Health anxiety makes me have the "symptoms" of the condition I'm concerned about

Ive been having really bad health anxiety for some time. and ill obsess over a condition, (Google it, search photos etc) and then my anxiety starts up and all of a sudden i start to have those “symptoms”.. its like ive convinced myself i have this condition.. can anyone relate to this? ive been really depressed, ive lost like 7lbs in less than a week.. i cant eat, sleep much, im just not myself… my birthday is tomorrow and i don’t even care…

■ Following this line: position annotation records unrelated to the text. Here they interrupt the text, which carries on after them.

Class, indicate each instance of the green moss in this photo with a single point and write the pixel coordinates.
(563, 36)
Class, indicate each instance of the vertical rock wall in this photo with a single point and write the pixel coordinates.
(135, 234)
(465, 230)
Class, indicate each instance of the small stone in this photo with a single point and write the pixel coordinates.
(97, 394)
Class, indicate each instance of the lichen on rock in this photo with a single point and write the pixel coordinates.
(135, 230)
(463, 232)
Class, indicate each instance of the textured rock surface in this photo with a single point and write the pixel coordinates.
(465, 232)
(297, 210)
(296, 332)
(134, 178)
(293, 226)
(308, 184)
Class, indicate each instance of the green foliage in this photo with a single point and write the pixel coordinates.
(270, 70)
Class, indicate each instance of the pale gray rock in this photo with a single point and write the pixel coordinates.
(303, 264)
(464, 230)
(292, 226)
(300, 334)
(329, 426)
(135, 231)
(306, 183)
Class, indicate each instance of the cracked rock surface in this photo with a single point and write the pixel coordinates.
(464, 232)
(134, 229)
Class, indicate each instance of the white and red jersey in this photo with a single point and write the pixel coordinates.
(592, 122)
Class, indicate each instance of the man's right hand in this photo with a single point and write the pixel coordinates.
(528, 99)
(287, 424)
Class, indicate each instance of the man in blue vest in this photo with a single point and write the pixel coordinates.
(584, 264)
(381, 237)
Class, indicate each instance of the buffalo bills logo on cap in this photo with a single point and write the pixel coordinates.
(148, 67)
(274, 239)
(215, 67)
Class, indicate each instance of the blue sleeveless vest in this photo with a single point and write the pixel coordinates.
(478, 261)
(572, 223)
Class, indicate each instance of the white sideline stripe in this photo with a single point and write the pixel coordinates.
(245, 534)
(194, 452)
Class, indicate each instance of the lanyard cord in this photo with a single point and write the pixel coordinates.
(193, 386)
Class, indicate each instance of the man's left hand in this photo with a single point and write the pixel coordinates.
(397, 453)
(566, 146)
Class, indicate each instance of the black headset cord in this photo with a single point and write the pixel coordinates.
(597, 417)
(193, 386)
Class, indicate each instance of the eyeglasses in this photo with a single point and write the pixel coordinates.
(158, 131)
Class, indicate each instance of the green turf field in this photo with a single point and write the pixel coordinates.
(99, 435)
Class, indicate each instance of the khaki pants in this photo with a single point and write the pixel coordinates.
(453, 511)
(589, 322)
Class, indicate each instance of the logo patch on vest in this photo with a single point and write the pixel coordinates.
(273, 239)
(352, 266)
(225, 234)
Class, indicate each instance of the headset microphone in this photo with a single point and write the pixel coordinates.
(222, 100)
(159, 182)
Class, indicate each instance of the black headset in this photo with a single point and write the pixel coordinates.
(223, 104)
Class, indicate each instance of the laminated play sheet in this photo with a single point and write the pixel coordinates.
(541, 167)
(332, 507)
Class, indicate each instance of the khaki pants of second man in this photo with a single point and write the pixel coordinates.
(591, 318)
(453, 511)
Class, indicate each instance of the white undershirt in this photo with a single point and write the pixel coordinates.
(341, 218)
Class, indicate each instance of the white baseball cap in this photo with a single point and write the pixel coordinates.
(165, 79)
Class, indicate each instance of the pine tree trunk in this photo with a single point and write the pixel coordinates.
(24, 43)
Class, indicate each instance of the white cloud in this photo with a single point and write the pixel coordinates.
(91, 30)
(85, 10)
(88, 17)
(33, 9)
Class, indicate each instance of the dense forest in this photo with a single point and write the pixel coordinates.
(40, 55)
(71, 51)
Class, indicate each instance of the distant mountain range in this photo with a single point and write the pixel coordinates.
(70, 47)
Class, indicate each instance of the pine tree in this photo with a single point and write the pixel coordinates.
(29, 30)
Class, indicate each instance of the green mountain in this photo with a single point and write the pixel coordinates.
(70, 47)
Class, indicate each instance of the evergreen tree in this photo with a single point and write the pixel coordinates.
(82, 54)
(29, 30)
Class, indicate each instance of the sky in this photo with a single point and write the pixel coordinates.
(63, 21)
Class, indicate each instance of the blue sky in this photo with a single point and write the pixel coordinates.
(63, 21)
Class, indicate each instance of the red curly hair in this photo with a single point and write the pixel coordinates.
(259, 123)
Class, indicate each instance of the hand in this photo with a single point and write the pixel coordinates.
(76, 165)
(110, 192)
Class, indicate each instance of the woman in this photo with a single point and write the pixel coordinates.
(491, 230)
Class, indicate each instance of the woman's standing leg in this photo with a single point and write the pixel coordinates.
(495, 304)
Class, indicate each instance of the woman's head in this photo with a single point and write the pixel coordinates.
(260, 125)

my health anxiety definitely gives me symptoms related to certain illness I think I may have !! it’s awful and crazy what the brain can do !! every twinge/feeling in my body I will notice and link it to some sort of illness

Dear Seek

Yes, I feel exactly like you… I google too much and read about new symptoms and scary diseases and every time I find myself getting those symptoms. It is sooooo scary cause even though I know it is my mind and anxiety playing tricks they get very real and sometimes last for weeks - even months…
I hope you get better soon!

yes, it is indeed very kind blowing what our minds can do!! absolutely, ive been trying not to get onto google n such. bx it Spark’s my anxiety so bad.. sometimes its hard not to force myself not to. i was telling myself, that i was going to talk to someone about it.

thank you so much.. how do you deal with it? im trying to force myself not to go searching..

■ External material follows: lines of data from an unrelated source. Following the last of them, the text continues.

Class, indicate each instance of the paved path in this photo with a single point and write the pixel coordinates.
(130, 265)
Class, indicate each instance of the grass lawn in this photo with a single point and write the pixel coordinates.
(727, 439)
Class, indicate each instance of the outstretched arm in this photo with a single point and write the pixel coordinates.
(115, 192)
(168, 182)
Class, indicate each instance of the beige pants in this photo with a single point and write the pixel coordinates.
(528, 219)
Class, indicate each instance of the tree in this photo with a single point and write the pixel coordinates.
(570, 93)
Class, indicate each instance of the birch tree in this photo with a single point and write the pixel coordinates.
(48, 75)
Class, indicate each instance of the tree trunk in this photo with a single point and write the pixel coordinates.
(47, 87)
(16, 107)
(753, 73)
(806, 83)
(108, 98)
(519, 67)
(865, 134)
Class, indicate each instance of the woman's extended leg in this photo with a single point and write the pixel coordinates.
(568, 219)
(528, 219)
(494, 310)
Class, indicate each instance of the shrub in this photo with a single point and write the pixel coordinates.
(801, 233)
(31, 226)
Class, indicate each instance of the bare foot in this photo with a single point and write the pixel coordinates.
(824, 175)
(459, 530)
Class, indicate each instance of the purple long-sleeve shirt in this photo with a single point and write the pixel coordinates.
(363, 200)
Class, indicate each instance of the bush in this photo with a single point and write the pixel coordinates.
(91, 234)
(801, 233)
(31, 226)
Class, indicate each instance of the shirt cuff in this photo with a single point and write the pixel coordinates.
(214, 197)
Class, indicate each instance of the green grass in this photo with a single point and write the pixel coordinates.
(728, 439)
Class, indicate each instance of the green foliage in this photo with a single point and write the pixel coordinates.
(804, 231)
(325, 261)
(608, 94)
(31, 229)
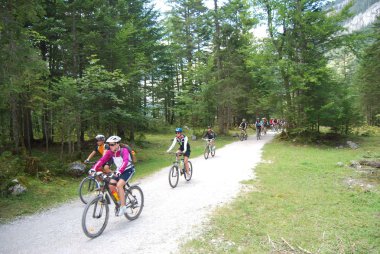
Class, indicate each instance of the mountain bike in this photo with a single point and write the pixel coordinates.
(89, 187)
(209, 148)
(96, 213)
(178, 168)
(243, 134)
(258, 133)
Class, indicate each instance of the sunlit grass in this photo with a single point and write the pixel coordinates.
(302, 202)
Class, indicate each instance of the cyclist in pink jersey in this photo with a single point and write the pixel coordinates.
(124, 168)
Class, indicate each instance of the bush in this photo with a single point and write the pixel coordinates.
(367, 131)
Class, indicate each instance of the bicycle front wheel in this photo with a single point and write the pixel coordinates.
(188, 176)
(206, 152)
(134, 200)
(213, 151)
(173, 176)
(95, 217)
(88, 189)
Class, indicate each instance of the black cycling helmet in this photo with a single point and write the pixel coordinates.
(100, 137)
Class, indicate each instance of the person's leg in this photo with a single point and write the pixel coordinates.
(186, 159)
(112, 185)
(106, 169)
(120, 191)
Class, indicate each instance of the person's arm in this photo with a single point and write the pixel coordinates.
(91, 155)
(98, 165)
(185, 145)
(172, 146)
(124, 153)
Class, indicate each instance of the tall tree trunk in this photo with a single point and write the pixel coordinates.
(15, 123)
(217, 41)
(28, 130)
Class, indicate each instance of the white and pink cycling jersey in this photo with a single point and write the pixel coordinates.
(121, 158)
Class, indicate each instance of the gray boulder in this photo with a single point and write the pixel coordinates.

I have awful Anxiety also… I do the same thing… If i hear someone talking about an illness or symptoms I listen & then i will focus on that & begin to think K have it too!!
I have panic attacks also… Everywhere I go I have to look for an escape route… Its just a vicious cycle. Im afraid to take meds because i think its going to make me feel weird, so i just deal with the heart palps, anxiety, no sleep… :frowning:

I can completely relate… I actually have been taking Ativan/ lorazepam which does help me, in extreme times when I can’t sleep . it calms me down, and im able to sleep.. welk actually.. i haven’t taken it recently, but i know its helped me at times. i have to agree with you, trying to find something to take my mind off of it does help me. ive heard about CBD oil.. i hear it helps very well!! and it has no THC in it.. i think im going to try that .

i know exactly how you feel especially after googling and now im never sure if its a real symptom or my anxiety

I try not to google my symptoms but I often convince myself that it will reassure me that nothing sinister is going on. It doesn’t help at all - I always end up believing that I am seriously ill… But I try…
Also I have discovered tapping as a method to calm myself down a bit. You can find videos on youtube that show you how to do it on yourself.

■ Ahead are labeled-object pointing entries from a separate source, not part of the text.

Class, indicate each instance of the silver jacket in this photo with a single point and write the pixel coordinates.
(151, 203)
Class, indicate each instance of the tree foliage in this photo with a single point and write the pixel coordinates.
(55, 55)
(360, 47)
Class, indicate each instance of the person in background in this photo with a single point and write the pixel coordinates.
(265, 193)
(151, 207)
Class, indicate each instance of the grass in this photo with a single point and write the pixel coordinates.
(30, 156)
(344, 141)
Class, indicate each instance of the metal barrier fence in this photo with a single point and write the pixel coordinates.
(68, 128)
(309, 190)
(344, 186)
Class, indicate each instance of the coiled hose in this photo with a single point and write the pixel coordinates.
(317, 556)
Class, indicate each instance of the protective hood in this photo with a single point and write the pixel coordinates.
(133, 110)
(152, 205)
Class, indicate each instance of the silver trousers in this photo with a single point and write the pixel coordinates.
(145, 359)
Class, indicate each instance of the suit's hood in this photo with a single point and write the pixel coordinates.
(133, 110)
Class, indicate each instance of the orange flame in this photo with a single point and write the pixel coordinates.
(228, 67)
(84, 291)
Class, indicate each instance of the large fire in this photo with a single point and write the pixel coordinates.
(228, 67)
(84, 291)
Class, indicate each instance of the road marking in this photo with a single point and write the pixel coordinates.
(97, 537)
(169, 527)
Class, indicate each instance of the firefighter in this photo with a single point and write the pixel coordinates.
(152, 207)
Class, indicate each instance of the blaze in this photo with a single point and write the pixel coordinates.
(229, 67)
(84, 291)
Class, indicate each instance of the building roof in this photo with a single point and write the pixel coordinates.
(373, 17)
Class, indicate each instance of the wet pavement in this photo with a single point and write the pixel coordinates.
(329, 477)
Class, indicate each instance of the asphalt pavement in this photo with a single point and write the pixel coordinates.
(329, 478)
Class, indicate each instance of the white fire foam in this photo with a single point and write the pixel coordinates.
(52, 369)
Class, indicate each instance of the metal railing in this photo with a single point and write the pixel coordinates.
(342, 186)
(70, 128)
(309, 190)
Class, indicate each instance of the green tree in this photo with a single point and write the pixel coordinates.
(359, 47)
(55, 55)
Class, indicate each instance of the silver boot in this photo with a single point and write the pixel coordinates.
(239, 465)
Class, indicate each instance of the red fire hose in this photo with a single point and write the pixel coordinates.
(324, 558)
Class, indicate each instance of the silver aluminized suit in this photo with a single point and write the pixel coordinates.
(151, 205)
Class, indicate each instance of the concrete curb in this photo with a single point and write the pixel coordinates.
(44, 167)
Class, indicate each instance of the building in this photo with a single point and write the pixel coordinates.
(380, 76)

im actually shocked that so many of you guys can relate to what i to through… just recently, i had a variety of test done.. (per my request) for peace of mind.. my doc told me i was okay and didn’t need testing.. i pushed the issue.. i got the test and my results came back normal.. im to the point where im STILL not convinced even after the results. :person_facepalming::person_facepalming: although, i can admit that i haven’t “had any symptoms” sense i haven’t thought about it.. but soon as i think about it.. it starts happening again . i started going hypochondriac… could i have that? i believe thats pared from anxiety.. my anxiety has been so bad sense june.. :frowning::frowning: all i can say is thank you all for understanding that im not “crazy” or.. its just in my head. i mean, it may be.. but what i feel physically is very real.

okay thank you.. im going to look into that!! thats why i also turn to google.. and it literally freaks me out even more. ive found that if i can push myself into a activity and or talking on the phone helps me take my mind off of it.

yeah im the exact same it never helps but its hard not to and thanks not heard of that ill give give it a go

yeah agree here distractions help just gotta find the right ones

thats around the same time got bad and yeah looking up make it worse but its hard to i also had tests done for the same reason i tend to feel better after but then start worrying about something else and yeah its lonely and you feel like your crazy but your not its just nice to know others are going through it too and get you

yes! im so glad to hear this happens to other people! further reassurance that im not sick. you should try meditating it really helps me. ill be up for days with health anxiety and as soon as i meditate i fall asleep, usually while im doing it. just look up “health anxiety meditation” on youtube. i also take medication and am going to see a therapist soon. cant wait to talk to someone and get some coping skills so this nightmare will end!